The article highlights key ideas used in popular and successful versions of BERT. An understanding of BERT Transformer is required to fully grasp the article. Please refrain from directly copying content from the post. In case you want to use an excerpt or any original image, mention the link to the post.

Last weekend I went on a BERT-paper reading spree. I have been familiar with BERT for quite a while now, but the moment you read a BERT paper, probably there’s a researcher in a lab who’s burning GPUs on some new BERT version.

It’s freaking hard to keep track of all BERTs - BERT, Distil BERT, ALBERT, RoBERTa, TinyBERT, Longformer, etc. At first, I thought why to bother reading about every BERT version. Let’s wait and see who wins.

However, here’s what I realized -

Don’t fish for the winner.

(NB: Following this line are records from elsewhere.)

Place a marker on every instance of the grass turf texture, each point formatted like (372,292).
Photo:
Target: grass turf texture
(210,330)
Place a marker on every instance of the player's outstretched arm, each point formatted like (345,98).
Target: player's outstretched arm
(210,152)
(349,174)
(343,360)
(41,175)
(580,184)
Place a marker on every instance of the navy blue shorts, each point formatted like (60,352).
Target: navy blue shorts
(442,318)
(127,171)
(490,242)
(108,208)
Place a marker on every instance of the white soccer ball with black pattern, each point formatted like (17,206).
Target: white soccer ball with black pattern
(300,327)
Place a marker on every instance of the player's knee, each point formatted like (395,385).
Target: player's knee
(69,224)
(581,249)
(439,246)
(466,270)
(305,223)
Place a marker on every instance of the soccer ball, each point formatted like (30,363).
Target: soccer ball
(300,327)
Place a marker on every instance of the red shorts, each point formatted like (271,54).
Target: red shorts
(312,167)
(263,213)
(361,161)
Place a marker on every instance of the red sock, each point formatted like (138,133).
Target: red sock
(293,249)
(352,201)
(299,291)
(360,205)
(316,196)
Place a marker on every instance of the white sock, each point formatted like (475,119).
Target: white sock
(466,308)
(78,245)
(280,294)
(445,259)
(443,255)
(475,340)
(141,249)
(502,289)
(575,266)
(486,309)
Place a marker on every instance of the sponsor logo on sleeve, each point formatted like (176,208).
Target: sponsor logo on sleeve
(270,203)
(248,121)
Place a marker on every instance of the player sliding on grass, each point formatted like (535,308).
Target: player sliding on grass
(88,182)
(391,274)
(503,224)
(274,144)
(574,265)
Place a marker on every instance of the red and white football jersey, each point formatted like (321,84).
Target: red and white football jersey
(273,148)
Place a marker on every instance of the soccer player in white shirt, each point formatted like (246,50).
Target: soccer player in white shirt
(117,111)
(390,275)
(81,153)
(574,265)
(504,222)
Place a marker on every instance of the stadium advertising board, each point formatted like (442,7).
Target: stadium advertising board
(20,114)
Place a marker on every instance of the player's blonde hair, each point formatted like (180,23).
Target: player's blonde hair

Fish for the ideas.

Instead of focusing on which BERT performs well, I started focusing on the ideas each version of BERT uses.

Ideas in Data Science are transferrable from one domain to another. SOTA performance is rarely reproducible on your specific problem.

This post is more like a handy reference than a tutorial or explanation. I mainly focus on the ideas that makes each of these models different.

Concept of Query, Key and Values in self-attention

When I first read about query, key and values in the paper Attention is all you need, I was confused. I could not relate the terms to the matrix operations happening in the self-attention layer. Soon I realized that it is very similar to Python dictionaries. In fact, it is nothing new at all!

Consider a dictionary my_dict with keys and values. When you make a query like my_dict[some_key], Python does an exact match of the query with the keys present in the dictionary. If the key is present, it returns a value, else it throws an error. Let’s call it hard-match. Think of it like you have M keys and a valid query will generate a one-hot vector of size M with one of the positions as 1 (where some_key is present) and the rest as 0.

BERT does something similar, except it is a soft-match. The query is a distributed vector representation. The keys are distributed keys. A matrix multiplication and then a softmax operation generates a vector of size M. Only this time the probability mass is distributed across keys (or words) instead of being one-hot.

Who’s faster - self-attention or RNN?

To take full advantage of parallel computing, we need as few sequential steps as possible. In RNNs, you need to finish computing the previous time-steps to start with a new one. Since RNNs are sequential by nature, parallelization is restricted.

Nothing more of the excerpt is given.